Frank’s diplomat’s face was harder now. “He’s gotten himself in trouble on abortion. He should think about getting himself out before Mason kills him with it.
“I have a favorite metaphor, Clayton. If all your friends came to you with a red box and told you that you had to hold it for four years and never drop it, because if you dropped it the whole goddamned world would blow up, you and every other normal person we know would hand the box back in a heartbeat.
“But every four years there are ten guys who come forward and say, ‘Give me the fucking box.’ And the guy who wins is the one who’ll kill all the other guys just for the chance to hold it.
“To me, that guy’s still Dick Mason. It’s time for Kerry to stop treating his brother like a forbidden subject.” Frank leaned forward. “I’ll show him the ad. Jack will show him the polling data. We’ll take the heat for it. But you let
Kerry
decide how much he wants the box.”
Clayton stared at him. “All right,” he said. “We’ll do that. Tomorrow. It will absolutely make Kerry Kilcannon’s day.”

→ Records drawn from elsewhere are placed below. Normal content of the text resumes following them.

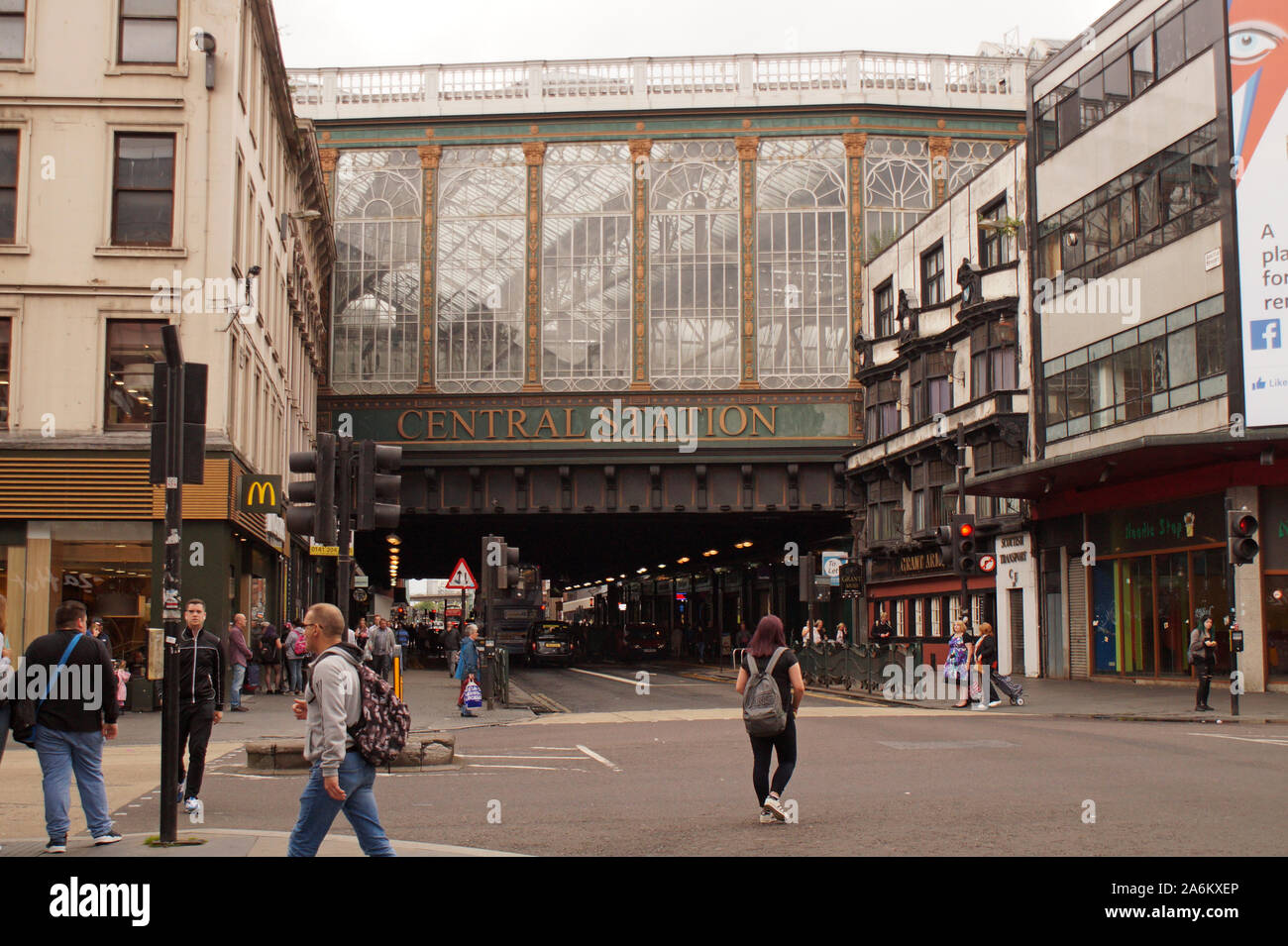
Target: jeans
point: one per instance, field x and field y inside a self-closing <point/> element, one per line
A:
<point x="194" y="725"/>
<point x="318" y="809"/>
<point x="761" y="749"/>
<point x="239" y="679"/>
<point x="62" y="753"/>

Frank’s gaze broke, and he looked suddenly weary. “Whether or not we run that ad, there’s the question of whether we go for it—sink our money into California, or not. Which is part of the same question.”
“Maybe not,” Mick Lasker countered. “I know Ellen Penn is calling every other day, saying go for broke. But that’s about
her
reputation; she doesn’t want Kerry to embarrass her by losing in her state, and she doesn’t want to be blamed if he does.
“California isn’t winner-take-all. Kerry could lose a close election here and still pick up almost half our delegates.”
“If Kerry loses,” Jack Sleeper snapped, “it’s over. Haven’t
we been claiming that the party
has
to ditch Dick Mason because only Kerry can win.”
Clayton did not comment. Instead he got up, removed the tape from the television, and turned on CNN.
On the screen, Dick Mason was standing in front of the abortion clinic, speaking in a strong, clear voice.
“In the name of those who died here, I say to the purveyors of terror and violence: No more. Not one more life, not one more woman deprived of her legal rights …”
Clayton turned from the television. “Spend the money,” he said.
Sean Burke stood alone on the corner.
Van Ness Avenue was slick with rain; a moment before, a Muni bus filled with commuters had splashed through a puddle of water and soaked the bottom of Sean’s jeans. Chilled, he gazed at the abandoned auto showroom across the street, papered with signs that read “Kilcannon for President.”
Sean felt disoriented. It was nine in the morning; by this time yesterday he had killed the abortionist and his accomplices, three time zones away. All that seemed real was the woman he had spared.